We all know about bosses day and secretary day but did you know the IT department also has an appreciation day? Now you do, so give them a big thanks this Friday.
When emails are bouncing, connections dropping and programmes crashing – you call in a system administrator – sysadmin, for short. If everything is working, they’re invisible – but when the wheels come off, often that very moment just before you hit Save All, they’re likely to be the first person on the receiving end of your DROP EVERYTHING RIGHT NOW emergency call.
To celebrate the people who keep businesses operational, the people who work behind the screens, Sysadmin Appreciation Day, is celebrated around the world on the last Friday of July. That is this Friday, the 27th of July 2018.
Sysadmins work in various roles, from the super specialised to the all-round techie;
“They’re problem solvers and need to be highly flexible in order to adapt to the fast-paced tech world,” says Dane Miller, head of product development at local web hosting company 1-grid.com.
The past 10 years has seen a big shift in their role from network and systems maintenance to ‘managing the cloud’. As their primary goal is to improve organisational effectiveness and ensure business availability, their work often goes undetected – until it all goes toes up and they’ve got a hyperventilating co-worker breathing flames over their shoulder.
“A break in communications or your web presence can be very damaging for a company’s reputation and sales – it generally induces frustration, impatience and often panic,” says Miller. Essentially, sysadmins see us at our worst.
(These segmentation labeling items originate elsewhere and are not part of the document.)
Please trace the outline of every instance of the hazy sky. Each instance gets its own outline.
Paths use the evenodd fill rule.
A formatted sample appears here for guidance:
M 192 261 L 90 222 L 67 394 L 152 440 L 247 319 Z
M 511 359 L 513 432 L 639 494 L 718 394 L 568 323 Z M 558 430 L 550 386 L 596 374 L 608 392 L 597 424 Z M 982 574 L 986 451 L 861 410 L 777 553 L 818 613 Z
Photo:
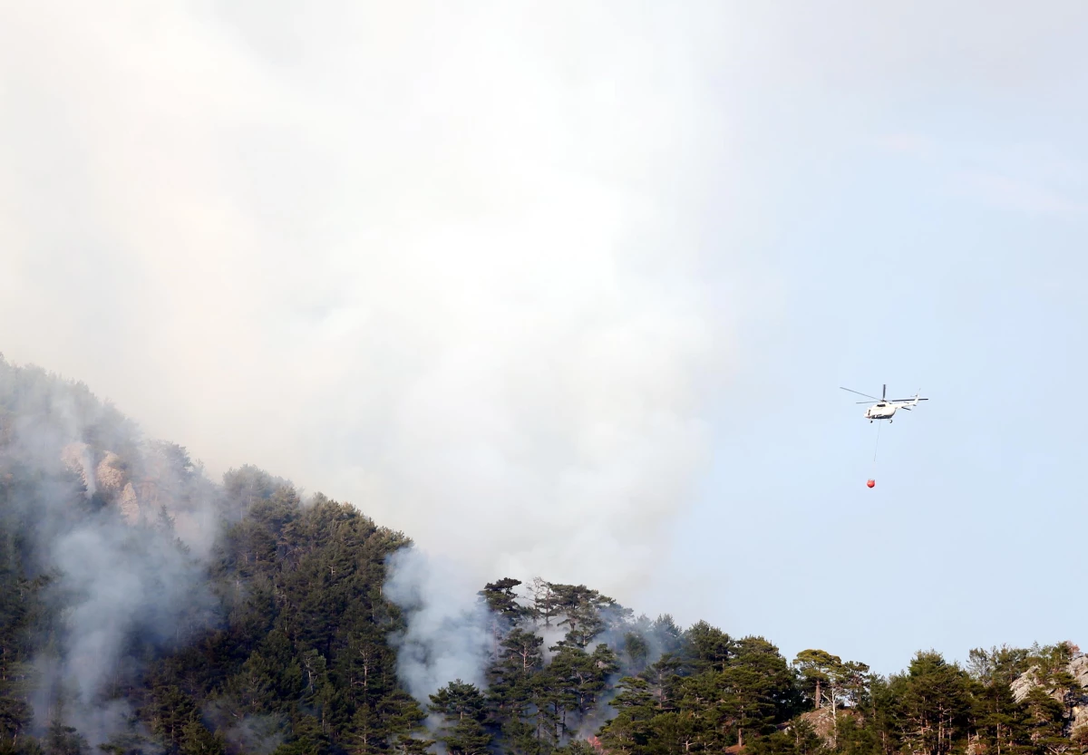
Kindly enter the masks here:
M 1085 3 L 0 12 L 9 359 L 480 579 L 1088 643 Z

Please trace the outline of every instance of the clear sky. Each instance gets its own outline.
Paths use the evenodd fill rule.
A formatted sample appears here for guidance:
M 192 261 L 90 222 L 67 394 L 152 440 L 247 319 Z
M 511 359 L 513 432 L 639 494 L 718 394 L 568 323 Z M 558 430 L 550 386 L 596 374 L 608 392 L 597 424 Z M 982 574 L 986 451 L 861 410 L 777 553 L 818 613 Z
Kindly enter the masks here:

As more and more businesses get online and connect to the cloud, they require reliable, glitch-free systems for storing, sharing and securing their business information and correspondence. Sysadmins are all about getting that right, their work is core to customer satisfaction.
“Everything from shopping to finding and vetting service providers has moved into the online space. Businesses – no matter how small – need to build and maintain a strong, professional online presence,” says Miller.
For those who have had a sysadmin save the day by recovering a lost document or getting a server back up in lightning speed, there may already be a deep sense of appreciation, but Sysadmin Appreciation Day is about more than these heroics.
“We also need to acknowledge that when everything runs smoothly and efficiently, there’s a dedicated uptime aficionado behind the curtains, holding it all together,” says Miller.